In conjunction with the PLA experiment, we also conducted immunofluorescence assays (IFA) targeting the KSHV latency-associated nuclear antigen (LANA) in the same experiment. LANA is considered a representative marker of the KSHV episomal genome due to its persistent association with the KSHV episome during latency [21]. This approach allowed us to investigate the potential colocalization of the IFI16-NuRD and IFI16-Sin3A complexes with the KSHV genome. Interestingly, our findings demonstrated that both PLA signals corresponding to IFI16-CHD4 and IFI16-Sin3A robustly colocalized with LANA puncta (Figure 3A, white arrowheads), strongly supporting the potential role of IFI16 in the recruitment of these co-repressor complexes to the KSHV chromatin.

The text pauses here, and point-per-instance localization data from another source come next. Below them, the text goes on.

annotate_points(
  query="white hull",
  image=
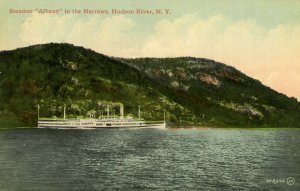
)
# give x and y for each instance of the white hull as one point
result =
(98, 123)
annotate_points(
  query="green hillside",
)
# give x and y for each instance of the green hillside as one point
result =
(191, 91)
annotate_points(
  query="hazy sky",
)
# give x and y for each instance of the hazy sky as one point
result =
(259, 37)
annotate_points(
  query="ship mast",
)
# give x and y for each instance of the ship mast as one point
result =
(64, 111)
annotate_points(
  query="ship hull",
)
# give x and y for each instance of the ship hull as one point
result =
(94, 124)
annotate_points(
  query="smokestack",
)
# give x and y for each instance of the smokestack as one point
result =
(121, 111)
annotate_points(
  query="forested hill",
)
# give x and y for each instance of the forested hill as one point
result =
(191, 91)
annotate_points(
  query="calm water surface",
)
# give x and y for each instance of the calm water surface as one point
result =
(149, 159)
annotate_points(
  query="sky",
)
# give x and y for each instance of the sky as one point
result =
(260, 37)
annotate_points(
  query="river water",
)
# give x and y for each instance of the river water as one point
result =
(149, 159)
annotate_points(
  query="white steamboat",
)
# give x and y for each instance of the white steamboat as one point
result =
(100, 122)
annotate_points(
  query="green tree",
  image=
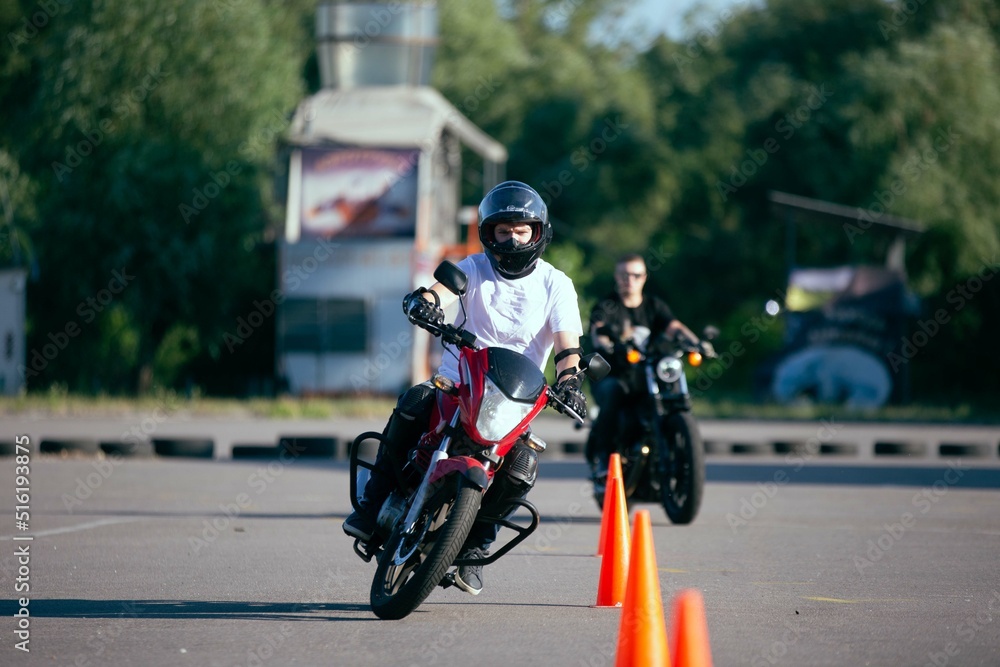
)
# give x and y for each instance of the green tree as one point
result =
(149, 131)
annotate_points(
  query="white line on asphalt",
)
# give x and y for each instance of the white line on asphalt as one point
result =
(73, 529)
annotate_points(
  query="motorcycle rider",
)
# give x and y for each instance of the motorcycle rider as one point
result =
(611, 325)
(516, 300)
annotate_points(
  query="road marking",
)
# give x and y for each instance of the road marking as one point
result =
(859, 600)
(74, 529)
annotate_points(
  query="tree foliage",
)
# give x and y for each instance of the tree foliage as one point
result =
(668, 147)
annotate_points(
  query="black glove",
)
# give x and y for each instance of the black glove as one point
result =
(419, 310)
(568, 391)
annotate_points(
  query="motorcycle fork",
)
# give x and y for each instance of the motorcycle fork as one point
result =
(420, 496)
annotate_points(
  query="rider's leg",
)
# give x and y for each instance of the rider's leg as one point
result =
(513, 480)
(407, 423)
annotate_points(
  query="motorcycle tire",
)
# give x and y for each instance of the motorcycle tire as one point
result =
(683, 477)
(443, 526)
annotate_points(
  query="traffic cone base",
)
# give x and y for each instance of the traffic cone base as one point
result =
(614, 472)
(642, 635)
(614, 562)
(690, 631)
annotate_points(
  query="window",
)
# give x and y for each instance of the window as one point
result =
(324, 325)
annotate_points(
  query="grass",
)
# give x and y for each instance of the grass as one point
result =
(58, 403)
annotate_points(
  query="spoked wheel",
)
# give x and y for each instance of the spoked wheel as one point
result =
(683, 468)
(412, 565)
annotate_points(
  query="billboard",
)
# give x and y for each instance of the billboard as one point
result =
(358, 192)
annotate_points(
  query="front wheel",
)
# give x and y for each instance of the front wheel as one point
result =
(683, 467)
(412, 565)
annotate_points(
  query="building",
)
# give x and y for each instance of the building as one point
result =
(12, 337)
(372, 205)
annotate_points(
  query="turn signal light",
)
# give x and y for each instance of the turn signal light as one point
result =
(444, 384)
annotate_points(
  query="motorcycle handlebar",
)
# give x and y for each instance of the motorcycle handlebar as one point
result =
(563, 408)
(449, 333)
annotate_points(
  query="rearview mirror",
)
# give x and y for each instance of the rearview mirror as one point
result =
(595, 366)
(452, 277)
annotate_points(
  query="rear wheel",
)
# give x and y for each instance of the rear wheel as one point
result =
(683, 467)
(412, 565)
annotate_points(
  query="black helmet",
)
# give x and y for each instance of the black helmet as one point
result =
(513, 201)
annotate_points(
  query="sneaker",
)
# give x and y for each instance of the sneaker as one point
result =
(360, 526)
(470, 577)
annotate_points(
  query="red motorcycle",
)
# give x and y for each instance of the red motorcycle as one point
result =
(476, 423)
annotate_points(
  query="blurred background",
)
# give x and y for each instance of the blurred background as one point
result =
(229, 198)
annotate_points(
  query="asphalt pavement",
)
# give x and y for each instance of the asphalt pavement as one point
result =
(159, 561)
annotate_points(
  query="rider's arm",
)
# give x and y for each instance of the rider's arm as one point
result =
(565, 340)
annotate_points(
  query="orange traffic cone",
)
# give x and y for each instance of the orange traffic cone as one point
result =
(614, 562)
(690, 631)
(642, 636)
(614, 472)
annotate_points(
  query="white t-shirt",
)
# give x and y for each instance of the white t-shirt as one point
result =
(522, 315)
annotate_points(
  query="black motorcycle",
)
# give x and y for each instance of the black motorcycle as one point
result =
(662, 453)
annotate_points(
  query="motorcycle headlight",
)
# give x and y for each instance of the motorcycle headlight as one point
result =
(669, 369)
(498, 415)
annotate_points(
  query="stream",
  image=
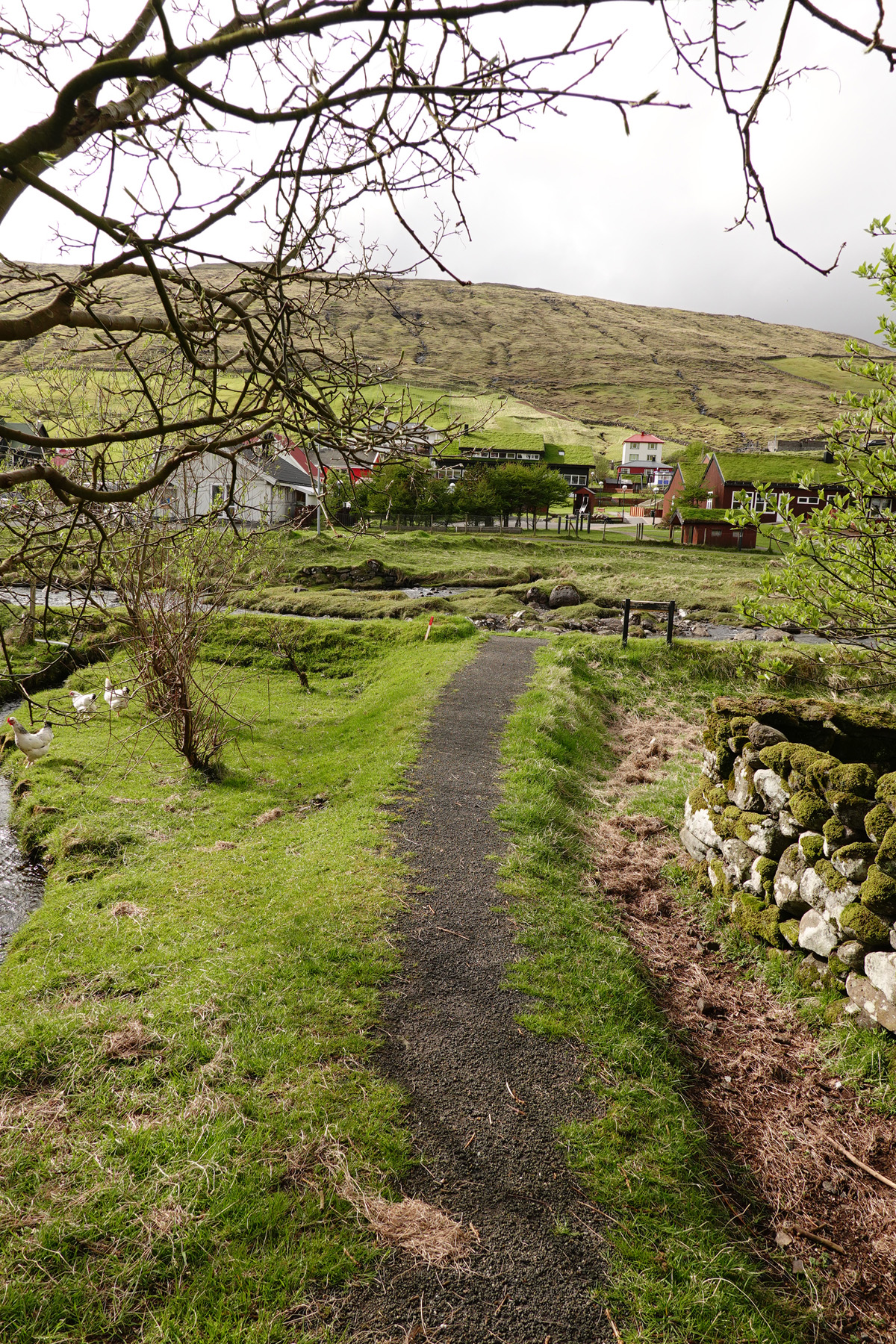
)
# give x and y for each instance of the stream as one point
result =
(20, 880)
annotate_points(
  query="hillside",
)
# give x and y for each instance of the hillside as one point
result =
(602, 367)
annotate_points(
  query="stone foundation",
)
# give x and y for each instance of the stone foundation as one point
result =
(795, 820)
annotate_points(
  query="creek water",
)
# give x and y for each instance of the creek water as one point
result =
(20, 880)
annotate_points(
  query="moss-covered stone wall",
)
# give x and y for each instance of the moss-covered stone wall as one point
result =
(795, 820)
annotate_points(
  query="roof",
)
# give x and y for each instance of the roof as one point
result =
(285, 470)
(688, 514)
(568, 455)
(775, 468)
(482, 440)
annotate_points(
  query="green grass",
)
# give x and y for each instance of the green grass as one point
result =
(679, 1268)
(178, 1195)
(702, 581)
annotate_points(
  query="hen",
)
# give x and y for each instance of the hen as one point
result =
(33, 745)
(84, 705)
(116, 698)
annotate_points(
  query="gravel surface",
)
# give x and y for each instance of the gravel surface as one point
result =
(485, 1097)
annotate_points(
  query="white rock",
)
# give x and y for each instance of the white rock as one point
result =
(738, 859)
(771, 788)
(815, 934)
(880, 968)
(700, 826)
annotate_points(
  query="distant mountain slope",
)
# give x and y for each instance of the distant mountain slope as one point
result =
(676, 373)
(729, 381)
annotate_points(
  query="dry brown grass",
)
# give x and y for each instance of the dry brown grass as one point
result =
(756, 1075)
(127, 910)
(129, 1042)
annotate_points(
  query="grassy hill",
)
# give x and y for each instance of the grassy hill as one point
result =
(574, 369)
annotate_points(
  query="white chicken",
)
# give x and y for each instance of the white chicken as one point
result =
(84, 705)
(33, 745)
(116, 698)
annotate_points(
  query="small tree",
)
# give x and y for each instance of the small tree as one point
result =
(837, 574)
(172, 582)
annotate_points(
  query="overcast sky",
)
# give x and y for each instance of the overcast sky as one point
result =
(576, 206)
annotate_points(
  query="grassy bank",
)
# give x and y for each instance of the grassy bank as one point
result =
(680, 1268)
(188, 1019)
(706, 582)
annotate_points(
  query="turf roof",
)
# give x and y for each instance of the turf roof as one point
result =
(775, 468)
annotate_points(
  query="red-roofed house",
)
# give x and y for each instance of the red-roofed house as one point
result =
(642, 461)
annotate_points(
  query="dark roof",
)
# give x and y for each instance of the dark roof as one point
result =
(287, 470)
(688, 514)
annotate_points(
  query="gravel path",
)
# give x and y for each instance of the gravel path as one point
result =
(487, 1097)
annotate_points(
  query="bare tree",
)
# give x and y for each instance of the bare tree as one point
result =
(292, 113)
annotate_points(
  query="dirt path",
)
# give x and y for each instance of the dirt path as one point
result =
(487, 1097)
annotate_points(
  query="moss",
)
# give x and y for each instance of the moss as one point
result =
(766, 870)
(853, 779)
(778, 757)
(829, 875)
(813, 765)
(812, 847)
(788, 930)
(835, 833)
(879, 893)
(747, 823)
(758, 918)
(862, 925)
(879, 821)
(887, 855)
(809, 809)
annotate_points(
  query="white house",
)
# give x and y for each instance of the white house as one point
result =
(642, 460)
(270, 488)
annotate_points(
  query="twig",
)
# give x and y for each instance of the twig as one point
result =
(613, 1327)
(817, 1236)
(859, 1163)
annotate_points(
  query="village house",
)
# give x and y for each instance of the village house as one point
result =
(642, 463)
(270, 488)
(711, 527)
(574, 463)
(765, 480)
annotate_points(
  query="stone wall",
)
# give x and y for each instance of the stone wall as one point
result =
(795, 820)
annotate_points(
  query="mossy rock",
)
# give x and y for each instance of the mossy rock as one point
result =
(835, 833)
(879, 893)
(887, 853)
(852, 808)
(766, 870)
(815, 766)
(812, 847)
(879, 821)
(758, 918)
(788, 930)
(886, 791)
(853, 779)
(829, 875)
(778, 757)
(809, 809)
(862, 924)
(747, 823)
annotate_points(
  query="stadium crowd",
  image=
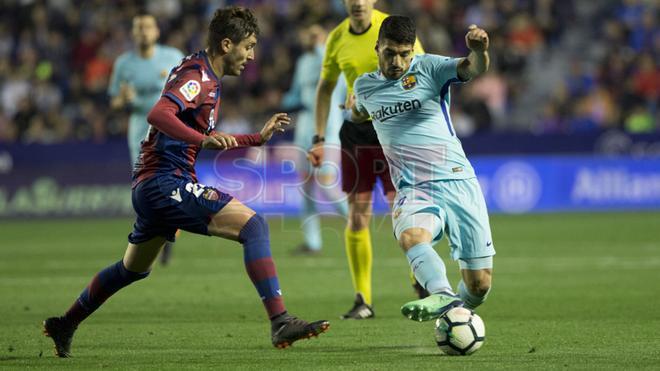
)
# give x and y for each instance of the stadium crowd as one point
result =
(559, 66)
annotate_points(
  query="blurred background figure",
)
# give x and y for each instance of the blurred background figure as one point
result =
(301, 98)
(138, 77)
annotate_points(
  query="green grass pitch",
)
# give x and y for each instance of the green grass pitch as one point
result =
(576, 291)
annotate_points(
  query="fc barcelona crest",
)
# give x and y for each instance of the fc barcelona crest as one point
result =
(409, 82)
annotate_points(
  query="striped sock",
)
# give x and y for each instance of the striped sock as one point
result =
(260, 266)
(104, 284)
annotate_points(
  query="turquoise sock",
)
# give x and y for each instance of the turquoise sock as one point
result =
(471, 301)
(429, 269)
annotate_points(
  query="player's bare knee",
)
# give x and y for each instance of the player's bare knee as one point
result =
(255, 228)
(413, 236)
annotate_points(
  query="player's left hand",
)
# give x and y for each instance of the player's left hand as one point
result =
(476, 39)
(275, 124)
(228, 141)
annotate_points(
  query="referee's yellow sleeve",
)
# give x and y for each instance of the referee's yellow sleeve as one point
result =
(330, 70)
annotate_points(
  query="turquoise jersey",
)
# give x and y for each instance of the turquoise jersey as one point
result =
(147, 77)
(411, 118)
(303, 94)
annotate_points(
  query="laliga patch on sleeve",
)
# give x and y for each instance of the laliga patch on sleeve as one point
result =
(190, 89)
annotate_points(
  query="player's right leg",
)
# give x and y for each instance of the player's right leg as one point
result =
(429, 270)
(418, 222)
(135, 266)
(237, 222)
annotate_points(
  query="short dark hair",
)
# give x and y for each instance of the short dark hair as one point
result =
(398, 28)
(234, 23)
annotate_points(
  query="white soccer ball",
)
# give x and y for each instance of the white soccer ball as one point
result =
(459, 332)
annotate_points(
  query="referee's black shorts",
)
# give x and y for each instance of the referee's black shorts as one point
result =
(362, 159)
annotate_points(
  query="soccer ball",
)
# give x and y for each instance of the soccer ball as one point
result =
(459, 332)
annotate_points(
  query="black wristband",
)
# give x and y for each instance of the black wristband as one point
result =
(317, 139)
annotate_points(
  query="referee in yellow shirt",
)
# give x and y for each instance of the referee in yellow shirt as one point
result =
(350, 50)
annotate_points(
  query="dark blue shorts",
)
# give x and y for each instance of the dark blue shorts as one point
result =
(166, 203)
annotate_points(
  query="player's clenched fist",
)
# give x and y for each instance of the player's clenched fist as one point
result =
(315, 155)
(275, 124)
(476, 39)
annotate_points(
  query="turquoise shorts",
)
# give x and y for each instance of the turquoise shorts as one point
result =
(454, 207)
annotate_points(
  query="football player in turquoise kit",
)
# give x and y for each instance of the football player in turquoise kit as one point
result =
(167, 196)
(408, 100)
(138, 77)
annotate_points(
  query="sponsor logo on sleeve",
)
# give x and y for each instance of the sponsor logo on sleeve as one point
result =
(190, 89)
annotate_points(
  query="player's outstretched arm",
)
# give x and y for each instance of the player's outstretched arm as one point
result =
(478, 61)
(276, 124)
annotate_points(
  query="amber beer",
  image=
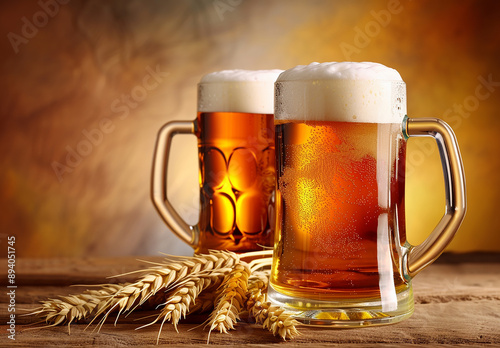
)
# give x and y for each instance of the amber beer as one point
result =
(235, 131)
(334, 204)
(237, 179)
(341, 257)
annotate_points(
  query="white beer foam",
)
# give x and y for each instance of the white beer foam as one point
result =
(250, 91)
(345, 91)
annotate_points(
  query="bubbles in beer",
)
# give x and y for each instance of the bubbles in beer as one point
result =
(329, 183)
(237, 170)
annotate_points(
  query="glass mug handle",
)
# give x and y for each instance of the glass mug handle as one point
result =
(173, 220)
(424, 254)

3.5. Recruitment of HDAC1 to the NuRD and the SIN3A Complexes Is Dependent on the Presence of IFI16

Both the NuRD and Sin3A transcriptional co-repressor complexes depend on the deacetylase function of HDAC1 to compact chromatin and suppress transcription. Consequently, we next investigated the interaction between HDAC1 and the NuRD and Sin3A complexes following the KD of IFI16. Using a similar experimental setup to that outlined in Figure 1A, we performed PLA between HDAC1 and CHD4 and Sin3A in BCBL-1 cells. Our data indicated that after IFI16 KD depletion, the number of PLA dots for HDAC1-CHD4 and HDAC1-Sin3A significantly decreased compared to shC (Figure 4A). This suggests that IFI16 may act as a stabilizer for HDAC1 within these two complexes.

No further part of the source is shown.